Research Document - 2004/011
An evaluation of alternative age-structured models for risk assessment of Pacific herring stocks in British Columbia
By Fu, C., Schweigert, J. and Wood, C.C.
Recent declines in two of five major stocks have raised concerns about the assessment and management of Pacific herring in British Columbia. Fisheries and Oceans Canada has committed to a science-based review of the stock assessment and fishery management framework for the herring stocks. As a first step in this review process, we have developed a new age-structured model (NASM) in a Bayesian context. The purpose of this paper is to compare its performance with that of the existing age-structured model (EASM), first, by conducting simulation-estimation experiments and second, by reconstructing the dynamics of the five major herring stocks.
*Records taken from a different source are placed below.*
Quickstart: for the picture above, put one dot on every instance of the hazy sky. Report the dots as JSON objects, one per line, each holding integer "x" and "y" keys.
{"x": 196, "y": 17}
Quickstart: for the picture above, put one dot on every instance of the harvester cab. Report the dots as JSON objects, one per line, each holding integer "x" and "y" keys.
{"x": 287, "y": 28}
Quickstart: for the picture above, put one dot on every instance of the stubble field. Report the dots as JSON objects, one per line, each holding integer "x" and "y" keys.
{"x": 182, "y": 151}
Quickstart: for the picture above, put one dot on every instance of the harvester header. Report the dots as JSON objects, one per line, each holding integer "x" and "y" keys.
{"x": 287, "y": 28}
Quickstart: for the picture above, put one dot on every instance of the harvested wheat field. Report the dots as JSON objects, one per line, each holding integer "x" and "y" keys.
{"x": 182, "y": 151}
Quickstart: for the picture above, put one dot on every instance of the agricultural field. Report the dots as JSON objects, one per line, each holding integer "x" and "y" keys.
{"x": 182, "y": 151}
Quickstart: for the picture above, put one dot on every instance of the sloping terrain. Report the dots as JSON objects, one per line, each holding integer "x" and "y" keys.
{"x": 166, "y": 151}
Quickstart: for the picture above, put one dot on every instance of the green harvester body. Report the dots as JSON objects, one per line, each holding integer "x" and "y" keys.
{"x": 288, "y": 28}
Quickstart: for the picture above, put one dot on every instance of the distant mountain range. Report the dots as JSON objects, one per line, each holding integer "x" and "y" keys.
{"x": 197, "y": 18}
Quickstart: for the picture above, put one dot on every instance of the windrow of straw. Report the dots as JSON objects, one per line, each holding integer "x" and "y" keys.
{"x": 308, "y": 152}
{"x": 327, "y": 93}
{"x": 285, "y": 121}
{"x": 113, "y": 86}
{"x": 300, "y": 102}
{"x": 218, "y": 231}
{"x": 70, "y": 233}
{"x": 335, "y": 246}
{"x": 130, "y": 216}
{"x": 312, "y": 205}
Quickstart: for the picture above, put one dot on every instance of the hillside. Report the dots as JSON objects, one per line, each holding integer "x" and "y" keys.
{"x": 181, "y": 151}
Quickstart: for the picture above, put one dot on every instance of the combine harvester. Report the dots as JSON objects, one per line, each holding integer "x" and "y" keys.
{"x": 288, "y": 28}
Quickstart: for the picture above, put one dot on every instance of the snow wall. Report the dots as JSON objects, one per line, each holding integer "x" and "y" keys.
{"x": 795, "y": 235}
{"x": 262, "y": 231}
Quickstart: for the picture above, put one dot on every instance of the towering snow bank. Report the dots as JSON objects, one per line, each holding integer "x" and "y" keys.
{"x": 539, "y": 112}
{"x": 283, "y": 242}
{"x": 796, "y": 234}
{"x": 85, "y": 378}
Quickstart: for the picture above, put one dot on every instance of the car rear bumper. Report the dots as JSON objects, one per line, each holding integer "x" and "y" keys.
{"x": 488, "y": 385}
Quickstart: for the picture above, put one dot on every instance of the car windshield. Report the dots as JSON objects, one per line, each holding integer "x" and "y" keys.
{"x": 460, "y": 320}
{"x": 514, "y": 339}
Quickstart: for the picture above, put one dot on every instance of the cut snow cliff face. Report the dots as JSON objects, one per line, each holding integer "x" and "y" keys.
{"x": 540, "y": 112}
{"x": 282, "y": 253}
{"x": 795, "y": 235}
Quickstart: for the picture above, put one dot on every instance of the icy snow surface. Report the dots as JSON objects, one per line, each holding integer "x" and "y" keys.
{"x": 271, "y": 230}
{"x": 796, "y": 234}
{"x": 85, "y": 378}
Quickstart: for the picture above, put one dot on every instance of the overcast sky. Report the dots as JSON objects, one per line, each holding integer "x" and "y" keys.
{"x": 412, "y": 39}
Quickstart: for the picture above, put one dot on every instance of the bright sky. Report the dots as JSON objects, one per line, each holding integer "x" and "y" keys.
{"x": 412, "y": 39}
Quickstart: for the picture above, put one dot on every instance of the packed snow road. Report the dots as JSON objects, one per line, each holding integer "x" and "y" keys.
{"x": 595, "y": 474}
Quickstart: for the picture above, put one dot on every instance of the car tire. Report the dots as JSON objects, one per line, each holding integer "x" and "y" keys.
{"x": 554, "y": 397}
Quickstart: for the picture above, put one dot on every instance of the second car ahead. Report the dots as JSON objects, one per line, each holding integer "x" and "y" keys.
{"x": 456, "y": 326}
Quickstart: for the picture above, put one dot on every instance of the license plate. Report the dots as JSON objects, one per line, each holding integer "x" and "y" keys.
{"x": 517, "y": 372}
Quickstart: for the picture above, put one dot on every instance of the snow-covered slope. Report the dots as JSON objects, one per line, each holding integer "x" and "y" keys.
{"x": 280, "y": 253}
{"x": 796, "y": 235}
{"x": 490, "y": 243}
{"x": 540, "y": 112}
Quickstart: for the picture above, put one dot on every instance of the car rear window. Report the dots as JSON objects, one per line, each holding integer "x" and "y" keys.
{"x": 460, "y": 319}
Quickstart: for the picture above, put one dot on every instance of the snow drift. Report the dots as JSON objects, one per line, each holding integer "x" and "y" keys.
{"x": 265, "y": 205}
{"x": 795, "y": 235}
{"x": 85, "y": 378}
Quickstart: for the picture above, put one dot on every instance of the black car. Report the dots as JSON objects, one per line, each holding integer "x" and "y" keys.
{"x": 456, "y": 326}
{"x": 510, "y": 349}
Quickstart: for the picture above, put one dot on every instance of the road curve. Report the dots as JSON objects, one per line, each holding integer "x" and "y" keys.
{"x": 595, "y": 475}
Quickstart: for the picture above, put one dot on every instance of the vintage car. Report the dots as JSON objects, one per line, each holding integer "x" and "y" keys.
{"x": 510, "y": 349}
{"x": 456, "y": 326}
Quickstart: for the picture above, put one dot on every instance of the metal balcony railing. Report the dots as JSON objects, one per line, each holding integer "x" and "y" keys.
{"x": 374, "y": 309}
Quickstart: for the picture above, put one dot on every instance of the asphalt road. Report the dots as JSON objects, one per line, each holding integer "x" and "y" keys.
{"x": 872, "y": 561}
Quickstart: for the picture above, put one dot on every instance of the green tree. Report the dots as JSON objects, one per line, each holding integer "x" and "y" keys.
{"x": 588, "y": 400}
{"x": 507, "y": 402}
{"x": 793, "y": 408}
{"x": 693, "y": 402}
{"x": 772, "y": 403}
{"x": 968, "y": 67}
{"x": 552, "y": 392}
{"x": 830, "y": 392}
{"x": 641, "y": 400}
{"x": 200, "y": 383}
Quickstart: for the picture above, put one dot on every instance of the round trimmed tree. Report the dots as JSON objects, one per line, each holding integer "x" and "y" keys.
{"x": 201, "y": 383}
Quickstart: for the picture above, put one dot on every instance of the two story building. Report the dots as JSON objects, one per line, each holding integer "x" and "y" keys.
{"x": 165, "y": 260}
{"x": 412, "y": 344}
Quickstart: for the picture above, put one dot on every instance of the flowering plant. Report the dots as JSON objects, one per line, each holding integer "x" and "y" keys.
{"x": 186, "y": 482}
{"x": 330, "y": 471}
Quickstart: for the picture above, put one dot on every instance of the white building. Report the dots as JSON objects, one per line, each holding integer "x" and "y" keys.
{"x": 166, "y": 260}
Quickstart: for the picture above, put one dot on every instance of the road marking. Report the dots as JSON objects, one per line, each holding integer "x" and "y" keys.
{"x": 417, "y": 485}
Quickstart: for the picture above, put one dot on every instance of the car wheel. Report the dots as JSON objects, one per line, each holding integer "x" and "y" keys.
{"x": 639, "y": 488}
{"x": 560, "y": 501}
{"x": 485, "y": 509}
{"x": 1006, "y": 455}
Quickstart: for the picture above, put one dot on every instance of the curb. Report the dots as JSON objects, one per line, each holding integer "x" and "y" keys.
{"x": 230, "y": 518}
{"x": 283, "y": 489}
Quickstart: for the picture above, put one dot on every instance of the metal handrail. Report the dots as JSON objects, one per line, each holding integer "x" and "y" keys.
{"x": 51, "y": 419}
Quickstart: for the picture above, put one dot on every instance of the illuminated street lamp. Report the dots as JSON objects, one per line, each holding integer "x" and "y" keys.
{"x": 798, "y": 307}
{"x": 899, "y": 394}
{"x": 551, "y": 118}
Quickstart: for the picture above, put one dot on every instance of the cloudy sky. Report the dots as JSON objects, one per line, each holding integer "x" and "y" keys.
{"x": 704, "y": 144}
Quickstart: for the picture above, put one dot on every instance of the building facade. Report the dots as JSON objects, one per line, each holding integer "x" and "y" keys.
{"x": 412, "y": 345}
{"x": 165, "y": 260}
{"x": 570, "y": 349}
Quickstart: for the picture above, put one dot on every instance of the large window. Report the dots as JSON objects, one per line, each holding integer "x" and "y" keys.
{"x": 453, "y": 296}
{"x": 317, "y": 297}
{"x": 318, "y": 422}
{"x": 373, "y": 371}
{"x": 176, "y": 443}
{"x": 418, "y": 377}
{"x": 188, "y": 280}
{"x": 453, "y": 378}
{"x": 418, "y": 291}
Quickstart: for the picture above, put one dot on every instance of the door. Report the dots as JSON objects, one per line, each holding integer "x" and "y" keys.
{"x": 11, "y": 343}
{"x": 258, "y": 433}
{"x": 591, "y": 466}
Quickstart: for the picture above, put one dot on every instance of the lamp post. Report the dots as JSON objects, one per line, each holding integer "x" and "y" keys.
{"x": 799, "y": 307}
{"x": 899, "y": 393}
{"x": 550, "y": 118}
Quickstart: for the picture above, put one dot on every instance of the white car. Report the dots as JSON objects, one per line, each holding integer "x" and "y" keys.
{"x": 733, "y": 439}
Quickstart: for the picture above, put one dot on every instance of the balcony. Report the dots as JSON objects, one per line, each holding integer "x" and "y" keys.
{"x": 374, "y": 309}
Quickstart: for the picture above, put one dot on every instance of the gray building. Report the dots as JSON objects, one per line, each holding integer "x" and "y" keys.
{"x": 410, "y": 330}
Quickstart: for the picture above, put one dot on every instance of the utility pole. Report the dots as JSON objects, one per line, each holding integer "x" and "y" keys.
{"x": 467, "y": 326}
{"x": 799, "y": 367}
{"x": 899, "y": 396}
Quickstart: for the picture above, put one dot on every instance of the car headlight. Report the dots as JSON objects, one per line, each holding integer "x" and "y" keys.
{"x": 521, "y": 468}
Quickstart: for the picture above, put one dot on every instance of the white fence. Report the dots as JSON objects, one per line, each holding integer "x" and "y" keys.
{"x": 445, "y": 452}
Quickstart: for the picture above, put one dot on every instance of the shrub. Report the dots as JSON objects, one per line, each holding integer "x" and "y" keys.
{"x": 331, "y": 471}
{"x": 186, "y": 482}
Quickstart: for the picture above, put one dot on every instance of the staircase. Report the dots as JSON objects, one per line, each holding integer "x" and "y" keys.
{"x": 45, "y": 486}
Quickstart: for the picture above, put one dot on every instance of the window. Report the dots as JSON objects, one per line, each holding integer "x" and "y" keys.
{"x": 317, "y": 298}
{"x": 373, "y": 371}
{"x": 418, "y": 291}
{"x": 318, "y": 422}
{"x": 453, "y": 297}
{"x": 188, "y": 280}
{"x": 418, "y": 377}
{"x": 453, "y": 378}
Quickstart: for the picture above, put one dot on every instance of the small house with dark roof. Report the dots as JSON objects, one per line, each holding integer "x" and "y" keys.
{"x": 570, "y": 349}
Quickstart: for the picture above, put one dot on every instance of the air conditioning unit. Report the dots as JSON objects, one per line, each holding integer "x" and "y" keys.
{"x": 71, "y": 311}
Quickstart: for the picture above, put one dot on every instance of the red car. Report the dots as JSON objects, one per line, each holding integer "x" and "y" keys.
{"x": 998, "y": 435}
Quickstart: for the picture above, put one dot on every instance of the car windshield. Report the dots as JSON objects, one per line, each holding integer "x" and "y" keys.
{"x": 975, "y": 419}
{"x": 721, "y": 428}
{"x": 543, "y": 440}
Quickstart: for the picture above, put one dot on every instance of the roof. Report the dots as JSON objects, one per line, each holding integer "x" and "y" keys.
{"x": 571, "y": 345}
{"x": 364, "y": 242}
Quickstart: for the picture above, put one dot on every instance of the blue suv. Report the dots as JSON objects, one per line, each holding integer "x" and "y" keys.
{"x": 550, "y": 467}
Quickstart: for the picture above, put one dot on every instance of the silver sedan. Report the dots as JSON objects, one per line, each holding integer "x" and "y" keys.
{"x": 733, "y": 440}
The simulation-estimation experiments indicate that the EASM only performs as well as the NASM if, as has been assumed previously, the conversion factor (q) required to scale the survey index of spawn to total spawning biomass changed abruptly at a known date (e.g., the year the survey design changed). In this case, model selection becomes difficult because no single model performs consistently better on all measures. However, if the underlying q changed randomly, the new model NASM-3 that fixes q but estimates annual variations in natural loss (M) performs best. When the underlying mean M shifted drastically from one period of time to another (i.e., regime shift), NASM-3 and NASM-4, which account for annual variations in M perform significantly better than other models. However, if M changed only randomly around a constant level, the advantage of estimating annual variations in M becomes less obvious. Overall, NASM-3 seems promising based on the simulation results.
In applying the four models (NASM-3, NASM-4, EASM-1, and EASM-2) to the five herring stocks, parameter estimates differed among models just as expected from the simulation results for three of the five stocks (QCI, GS and WCVI); for these stocks we are reasonably confident in identifying the most plausible reconstructions. The promising NASM-3 model tends to overestimate the proportion at age 3 in all the five stocks suggesting that the selectivity functions are not entirely appropriate. If this model is to be used for future stock assessment and risk assessment, a further investigation into different selectivity functions is warranted.